Today is Memorial Day here in the United States, a day to remember those who have fought for our country. It's a gorgeous day here in Chicago, and I will most likely spend most of my day outside.
Rather than my typical Monday morning inspiration piece, I thought I would re-share a piece I wrote in 2011. If you have followed the blog for some time, you may have read it, but for some, it will be new.
As you read this piece, I hope that it will inspire you to reflect on your own loved ones who have perished, be it in a war, or any other senseless act of violence.
A faded picture from so long ago. On the left is my grandfather, Alfred Youngblood, and beside him a man who sadly no longer has a name. Two young men in their early twenties transported to a country that until then, only existed in a school book. Standing on a street somewhere in France, their uniforms dirty and tattered, the picture captures their image, but not their thoughts. World War I, the war to end all wars, but now we know that it was just the warm up for future wars.
One of my most precious possessions, a postcard that my grandfather sent to my grandmother. Although it's old and faded, it's still so beautiful. The embroidered flap opens and inside is a small card. The postcard was my grandfather's Christmas present to my grandmother that year. On the back of the card he wrote the date, December 3,1918, "To Elvera, From a Soldier Friend." At this time, they had not married.
His short note on the back of the postcard gives a hint of what he must have been feeling. He talks about being cold, he says that he wishes he could be with her at Christmas, but uses the words "I fear not." Cold, lonely and afraid, he then says that he has nothing to say. Hell was bursting around him, but there was "nothing to say." The note ends with, " Be nice and think of S.B.B." I have no idea what this means, maybe a secret that they shared together and now will remain theirs alone.

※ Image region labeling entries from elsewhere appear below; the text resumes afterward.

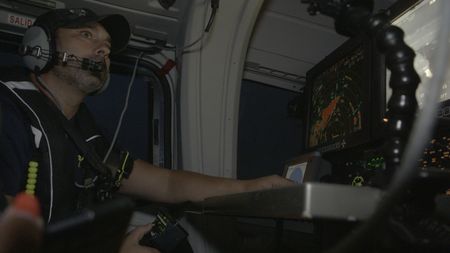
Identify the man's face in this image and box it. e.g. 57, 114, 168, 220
52, 23, 111, 94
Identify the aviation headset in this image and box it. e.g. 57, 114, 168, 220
19, 8, 131, 94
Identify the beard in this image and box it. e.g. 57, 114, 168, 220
53, 63, 108, 94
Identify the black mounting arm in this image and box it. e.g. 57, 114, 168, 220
302, 0, 420, 253
302, 0, 420, 184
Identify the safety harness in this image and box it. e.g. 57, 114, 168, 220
0, 82, 133, 222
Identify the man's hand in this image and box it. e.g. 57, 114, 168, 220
120, 224, 160, 253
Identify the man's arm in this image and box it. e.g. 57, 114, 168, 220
121, 160, 293, 203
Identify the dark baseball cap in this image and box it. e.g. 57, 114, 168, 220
34, 8, 131, 53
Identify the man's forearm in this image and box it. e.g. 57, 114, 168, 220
121, 160, 293, 203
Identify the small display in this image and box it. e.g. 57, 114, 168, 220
286, 162, 308, 184
308, 48, 364, 147
283, 152, 331, 184
306, 36, 379, 153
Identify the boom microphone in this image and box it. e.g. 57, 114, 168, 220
19, 45, 106, 73
56, 52, 105, 72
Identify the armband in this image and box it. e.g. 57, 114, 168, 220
106, 151, 134, 189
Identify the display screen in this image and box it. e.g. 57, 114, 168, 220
306, 35, 371, 152
308, 48, 364, 147
386, 0, 450, 108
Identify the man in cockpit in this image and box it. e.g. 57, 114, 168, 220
0, 9, 291, 252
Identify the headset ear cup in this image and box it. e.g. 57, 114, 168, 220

The war took it's toll on Alfred. He came home and married Elvera but it wasn't long until alcohol became his friend. He always worked, and worked hard, provided a home and almost all that his family needed, but he could not give the gift of himself. As the years continued on, he became an angry old man.
I always adored my grandparents. All my mother had to say was, "I'm taking you to your grandmother's house," and I would be at the car and ready to go.
One day when I was just about four, she dropped me off for the afternoon. When we arrived, my grandparents were standing in the back at the end of the driveway. I jumped out of the car and ran toward them with the energy of a race horse. Their driveway was covered in crushed oyster shells. I tripped and went flying. As I rolled over, the first thing I saw was that the palm of my hand had completely peeled open. I sat there horrified looking at the inside of my hand. My grandparents ran to me. Alfred said nothing but immediately picked me up and ran with me into the house. He took me into the bathroom, sat me down on the toilet and began taking things from the medicine cabinet. My grandmother held my hand, palm side up while my grandfather meticulously picked the shells from my knees. He then stood me up, took me to the sink and began to work on my hand. My knees ached, but all I wanted to do was look at my hand. Alfred told my grandmother to hold my head as he picked the shells from my palm and then I remember screaming as he poured iodine into the fresh wound. The skin was carefully folded back in place and my hand bandaged. Every day or so, my mother would bring me back and my grandfather would remove the bandages and redress the wound. I remember being amazed as I watched my hand heal. Today all that is left is a small, comma shaped scar.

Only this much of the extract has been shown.